Cette première section montre donc un exemple remarquable d’orchestration dans la capacité à superposer et différencier des plans sonores tout en conservant une certaine individualisation des timbres et clarté à l’intérieur de la masse orchestrale. Elle illustre aussi l’art du crescendo orchestral. Sans prétendre réaliser une analyse exhaustive de l'orchestration de la pièce on pourra s'intéresser aux points suivants: - Le thème polyrythmique des basses dans la partie B. Adams sait ménager ses effets avec l'entrée des contrebasses de l'orchestre qui n'avaient pas joué dans la première partie de la pièce... -Dans la transition (mes. 122), on remarque les effets de pédales dans l'extrème grave (Tuba et basses de l'orchestre) créant un élargissement du spectre et des effets de polytonalité. - Dans l'apothéose finale, la sonorité épique des cuivres avec ces motifs aux larges intervalles, signature très américaine dans l'esprit de "l'Hollywood sound"...
Interprétations et arrangements
L'oeuvre de John Adams fait partie du grand répertoire des orchestre symphoniques, ce qui est très rare pour une oeuvre d'une compositeur vivant. Pour cette raison elle a connu de nombreuses interprétations et enregistrements. Pour se faire une idée des multiples versions vous pouvez écouter l'émission " La tribune du disque" de France Musique qui lui a été consacrée. ( La partie sur Short ride in fast machine débute à 1h23,17sec)
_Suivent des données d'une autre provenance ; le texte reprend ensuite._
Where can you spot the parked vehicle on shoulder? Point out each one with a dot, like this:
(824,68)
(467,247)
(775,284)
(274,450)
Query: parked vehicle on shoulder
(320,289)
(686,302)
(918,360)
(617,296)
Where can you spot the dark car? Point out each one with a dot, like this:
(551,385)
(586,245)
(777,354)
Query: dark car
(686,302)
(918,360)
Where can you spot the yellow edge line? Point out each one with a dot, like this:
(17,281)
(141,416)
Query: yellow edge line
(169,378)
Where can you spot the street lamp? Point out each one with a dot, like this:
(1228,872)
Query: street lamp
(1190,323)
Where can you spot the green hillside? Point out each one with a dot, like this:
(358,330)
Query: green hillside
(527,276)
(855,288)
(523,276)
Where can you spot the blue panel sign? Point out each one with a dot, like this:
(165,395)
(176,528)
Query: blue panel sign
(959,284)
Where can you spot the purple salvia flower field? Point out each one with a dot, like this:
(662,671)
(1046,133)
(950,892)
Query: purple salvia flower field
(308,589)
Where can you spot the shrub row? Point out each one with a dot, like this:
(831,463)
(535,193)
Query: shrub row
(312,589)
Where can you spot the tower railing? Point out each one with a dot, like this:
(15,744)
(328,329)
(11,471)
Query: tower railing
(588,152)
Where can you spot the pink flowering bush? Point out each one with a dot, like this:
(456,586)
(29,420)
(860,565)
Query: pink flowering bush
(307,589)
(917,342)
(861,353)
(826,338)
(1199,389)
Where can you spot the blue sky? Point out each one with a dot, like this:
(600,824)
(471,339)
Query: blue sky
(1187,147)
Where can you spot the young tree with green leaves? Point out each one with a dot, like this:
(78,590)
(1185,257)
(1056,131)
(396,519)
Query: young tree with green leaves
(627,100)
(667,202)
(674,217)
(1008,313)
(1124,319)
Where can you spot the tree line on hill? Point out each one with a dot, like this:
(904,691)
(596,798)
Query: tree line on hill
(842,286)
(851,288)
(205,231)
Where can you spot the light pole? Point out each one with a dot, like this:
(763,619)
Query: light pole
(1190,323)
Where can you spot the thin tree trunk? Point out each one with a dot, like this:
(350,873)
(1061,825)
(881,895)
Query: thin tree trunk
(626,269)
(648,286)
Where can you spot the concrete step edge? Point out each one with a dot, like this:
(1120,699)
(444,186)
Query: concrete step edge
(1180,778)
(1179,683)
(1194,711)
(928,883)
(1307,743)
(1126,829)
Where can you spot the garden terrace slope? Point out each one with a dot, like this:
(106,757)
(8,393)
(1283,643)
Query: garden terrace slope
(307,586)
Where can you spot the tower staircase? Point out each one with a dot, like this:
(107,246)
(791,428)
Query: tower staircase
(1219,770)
Quelques interprétations de référence...
Divers arrangements...
De plus fidèle au plus improbable, l'oeuvre existe sous de nombreux arrangements. Cette diversité est le reflet de sa popularité Le plus fidèle: l'arrangement pour orchestre d'harmonie. Très proche de l'original car l' oeuvre fait la part belle aux vents et percussions. On oublie presque l' absence des cordes (remplacées par les saxophones) qui apportent juste plus de densité et de texture à l'original.
Le plus kitch... l'arrangement pour marching band
Beaucoup moins fidèle à l'original, cet arrangement pratique ajouts et coupures au point de rendre certaines sections méconnaissables... On est dans une tradition typiquement américaine de défilés musicaux chorégraphiés avec ses instruments à vents spécifiques: méllophones, euphoniums, sousaphones...
Le plus inattendu.... l'arrangement pour orchestre de Gamelan
Cette version pour Gamelan (orchestre traditionnel de percussions javanaises ou balinaises), la plus éloignée de l'original a le mérite de mettre en évidence les structures rytmiques de la pièce au point de la transformer en pure étude de rythme.